BUNCA yıl, her türlü olayı izleyerek yaşayan biri sıfatıyla söyleyelim ki, "Gözaltında bulunduğu sırada kafasını duvara vurarak ölmüş"lü, "Kendisini kravatla tavana asarak intihar ettiği anlaşılmıştır"lı çok yave (saçma söz) dinledik. Ama 2500 kişinin izlediği bir vaazın ardından, o 2500 kişinin gözleri önünde bir imam bıçaklanıp öldürülecek...
Fail cinayeti işledikten sonra, keza herkesin gözü önünde kafasını minbere (imamın vaaz verirken oturduğu merdivenli ahşap kürsüye) vurarak kendini öldürecek...
Tüm bunları o 2500 kişi, sakin bir şekilde izleyecek... Ama failin ne yaptığını hiç görmemiş olacak... Nitekim polis olay yerine geldiği zaman gördüğü manzaraya ilişkin resmi açıklamasında aynen;
"Şahsın kafasını mihraba vurarak olay yerine öldüğü görülmüştür" diyecek...
Ve buna da siz, ben, ötekiler... Yani bu ülkede yaşayan, canının ve güvenliğinin bu polise emanet edildiğini bilenler inanacağız!

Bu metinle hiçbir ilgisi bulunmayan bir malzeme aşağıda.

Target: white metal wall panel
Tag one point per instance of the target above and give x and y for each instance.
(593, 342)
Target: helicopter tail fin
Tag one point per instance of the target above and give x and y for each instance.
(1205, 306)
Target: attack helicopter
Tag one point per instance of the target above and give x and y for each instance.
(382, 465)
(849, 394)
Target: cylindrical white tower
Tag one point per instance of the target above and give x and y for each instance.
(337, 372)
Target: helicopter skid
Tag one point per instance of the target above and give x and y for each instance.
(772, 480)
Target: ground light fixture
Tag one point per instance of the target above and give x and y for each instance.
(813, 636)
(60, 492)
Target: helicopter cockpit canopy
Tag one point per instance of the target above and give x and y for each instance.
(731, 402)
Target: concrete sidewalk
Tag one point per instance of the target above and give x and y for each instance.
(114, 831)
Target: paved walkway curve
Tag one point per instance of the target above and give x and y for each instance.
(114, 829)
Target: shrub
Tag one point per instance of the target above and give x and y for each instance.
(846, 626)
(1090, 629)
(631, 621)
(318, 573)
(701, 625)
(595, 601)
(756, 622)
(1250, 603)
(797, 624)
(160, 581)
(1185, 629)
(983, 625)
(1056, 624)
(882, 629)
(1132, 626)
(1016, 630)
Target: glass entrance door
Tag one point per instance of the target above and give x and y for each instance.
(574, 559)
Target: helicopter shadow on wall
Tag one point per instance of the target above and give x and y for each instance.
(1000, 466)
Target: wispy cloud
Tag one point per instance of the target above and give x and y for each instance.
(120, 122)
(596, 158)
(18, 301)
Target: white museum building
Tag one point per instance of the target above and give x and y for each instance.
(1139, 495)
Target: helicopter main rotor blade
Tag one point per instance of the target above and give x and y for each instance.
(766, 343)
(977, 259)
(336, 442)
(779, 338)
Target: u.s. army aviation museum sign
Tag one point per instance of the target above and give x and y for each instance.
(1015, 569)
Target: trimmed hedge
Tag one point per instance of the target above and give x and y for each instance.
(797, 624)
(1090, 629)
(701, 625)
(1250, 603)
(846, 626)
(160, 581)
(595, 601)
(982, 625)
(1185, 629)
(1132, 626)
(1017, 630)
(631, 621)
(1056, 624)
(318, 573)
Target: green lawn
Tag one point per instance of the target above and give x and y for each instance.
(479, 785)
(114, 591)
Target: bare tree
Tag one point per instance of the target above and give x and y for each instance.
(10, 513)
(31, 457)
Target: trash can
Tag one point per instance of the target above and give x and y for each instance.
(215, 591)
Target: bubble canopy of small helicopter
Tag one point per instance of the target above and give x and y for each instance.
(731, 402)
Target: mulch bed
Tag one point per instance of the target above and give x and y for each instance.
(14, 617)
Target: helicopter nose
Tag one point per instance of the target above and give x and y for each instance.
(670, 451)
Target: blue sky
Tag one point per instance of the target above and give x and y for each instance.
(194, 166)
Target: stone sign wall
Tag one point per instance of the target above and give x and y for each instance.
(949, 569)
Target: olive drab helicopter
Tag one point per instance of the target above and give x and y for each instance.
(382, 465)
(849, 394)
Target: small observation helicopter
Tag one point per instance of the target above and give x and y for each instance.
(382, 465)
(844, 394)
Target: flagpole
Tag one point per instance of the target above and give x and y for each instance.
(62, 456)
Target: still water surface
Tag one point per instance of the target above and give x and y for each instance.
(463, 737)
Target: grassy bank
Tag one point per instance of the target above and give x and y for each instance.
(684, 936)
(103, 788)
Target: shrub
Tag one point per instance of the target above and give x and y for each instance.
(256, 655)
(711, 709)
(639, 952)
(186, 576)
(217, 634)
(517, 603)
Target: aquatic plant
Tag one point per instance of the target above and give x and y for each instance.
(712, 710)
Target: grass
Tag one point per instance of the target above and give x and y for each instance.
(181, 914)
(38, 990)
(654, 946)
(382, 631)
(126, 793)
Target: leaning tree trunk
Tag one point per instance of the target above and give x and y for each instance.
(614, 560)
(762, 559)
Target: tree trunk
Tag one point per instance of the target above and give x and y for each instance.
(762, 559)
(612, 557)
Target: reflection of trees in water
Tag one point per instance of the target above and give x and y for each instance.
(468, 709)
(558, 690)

Bu hepimize, yani size bana... Sokakta yürüyen herkese... Bu ülkede yaşayan ne kadar insan varsa hepimize yapılmış çok ağır bir hakarettir. Çünkü bizleri insan değil ancak koyun sayan bir kafa bunu yapabilir.
Lafı uzatmadan söyleyelim:
Bizi koyun yerine koyan her kim ise o şahsa bu sütundan bağıra bağıra söylüyoruz:
Hayır! İnsan olmayan da sensin... Koyun olan da...
Kaldı ki bu ilk değil. Hafızalarınızı tazeleyin yeter:
Üzeyir Garih’in öldürülmesi üzerine bir garip çocuğu, "Fail işte bu!" diye basının önüne çıkartarak kamuoyunu aldatmaya kalkan aynı kafa değil mi?
Gerçek fail daha sonra, teknik takiple ortaya çakmasaydı ihtimal o çocuk hapishanede hálá çürüyor olacaktı.
Geçen ekim ayında Maslak’taki OPET akaryakıt istasyonunda bombalar patlayıp 5 kişi yaralandığı zaman da İstanbul Emniyeti’nin bir üst düzey yetkilisi basına, patlamanın "LPG tüpü dolumu yapan bir araç"tan kaynaklandığını söylüyor, "Hatta birisinin ağzında sigara olduğu söyleniyor" diyordu.
Biliyorsunuz olayın altından PKK ve düpedüz bomba çıktı.
Neden yapıyor polis bunu?
Káh "beceriksiz" demesinler diye; káh -özellikle böyle tarikatlı marikatlı olaylarda- onları korumak için; káh birilerini memnun etmek ve "Örtebilirsek üstünü örtelim... Unutulur gider nasıl olsa" dedikleri için...
Geçen yıl Fatih Camii avlusunda laik sisteme meydan okuyan Hizbuttahrir militanlarını kuzu kuzu seyreden polisimizin, basından gelen suçlamalar üzerine hareke geçtiğini anımsayınca, bu son açıklamanın nedeni daha iyi anlaşılıyor:
Belli ki ortada linç yaparak işlenmiş bir cinayet olsa bile polisimizin eli ve gönlü "dinci"leri adalet önüne çıkarmaya razı olmuyor.
İyi de... O zaman bu toplumun huzurunu, güvenini kime emanet edeceğiz? Onu açıklayan biri de çıkmıyor.